The deployment work over the past week has been a tour of the engagement portfolio's TLS configurations. The good news: most clients had already disabled SSLv3 in some places — at the major load-balancers, at the front-of-house web infrastructure, at the API gateways. The less good news: several clients had SSLv3 still enabled at internal services, at legacy administrative interfaces, at vendor-supplied appliances that did not expose the configuration option to disable it. The vendor-appliance angle is the part that has produced the most operational friction; we have several engagement clients who are running appliances that ship with SSLv3 enabled and that the vendor has not yet shipped a firmware update to address. The mitigation in those cases is network-segmentation work to limit who can reach the affected appliance, plus aggressive vendor-engagement to get the firmware update prioritised.
The wider point — and this is the point that POODLE makes alongside Heartbleed and goto fail — is that the TLS protocol stack as deployed in 2014 has substantial fragility at multiple layers. The protocol itself has had bugs (BEAST in 2011, CRIME in 2012, Lucky 13 in 2013, now POODLE); the implementations have had bugs (Heartbleed, goto fail); the trust infrastructure has had compromises (Comodo and DigiNotar). Any individual issue is recoverable; the cumulative shape is that the TLS infrastructure is meaningfully less robust than the controls frameworks pretend it is.

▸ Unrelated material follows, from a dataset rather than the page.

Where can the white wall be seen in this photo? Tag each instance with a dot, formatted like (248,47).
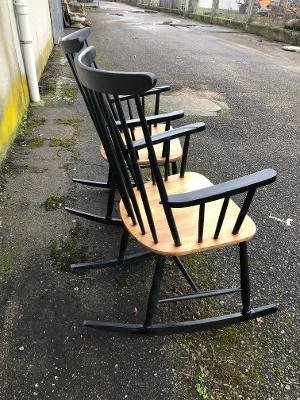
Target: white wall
(13,85)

The structural response is, again, what I have been writing about since the post-Snowden long-form piece in May: assume the trust chain is contested, design for compromise of any single layer, monitor for indicators of compromise at every layer.

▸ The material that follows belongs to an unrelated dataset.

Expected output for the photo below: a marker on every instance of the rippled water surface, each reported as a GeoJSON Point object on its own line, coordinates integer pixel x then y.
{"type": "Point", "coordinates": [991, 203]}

For the Hedgehog SOC, the POODLE-related detection content is bounded — the attack is hard to detect at the network layer because the attacker traffic looks like legitimate TLS traffic, the success of the attack is invisible without endpoint-side telemetry. What we are doing instead is monitoring for the protocol-downgrade pattern that the attack requires: any TLS connection from a client that initially negotiates a higher protocol but then renegotiates with SSLv3 is a strong signal of either an attempted POODLE attack or a browser configuration issue that should be investigated. The detection signal is clean enough to be operationally useful; the false-positive rate against the engagement client base over the past three days has been low.
The narrower question about whether to maintain SSLv3 support for the small population of users who actually need it — typically users on Windows XP with very old IE versions, or on legacy embedded devices — has been resolved in the engagement-team material as "no". The security cost of maintaining SSLv3 for the bottom 0.3% of users is now outweighed by the security benefit to the other 99.7%. Several clients are taking the operational hit of breaking access for their oldest-software users, and providing browser-upgrade assistance where appropriate. The IE 6 problem was always going to require a forced cutoff at some point; POODLE is the moment that makes the cutoff easy to justify.
The next post is probably the post-Shellshock-and-POODLE cumulative-vulnerability post that I have been drafting through October — there is something to write about how 2014 has been the year that the under-appreciated-infrastructure problem has been demonstrated at multiple points — or whatever else surfaces. The Adobe Flash continued exploitation through the autumn is also worth writing about; I expect to do that piece before the end of November.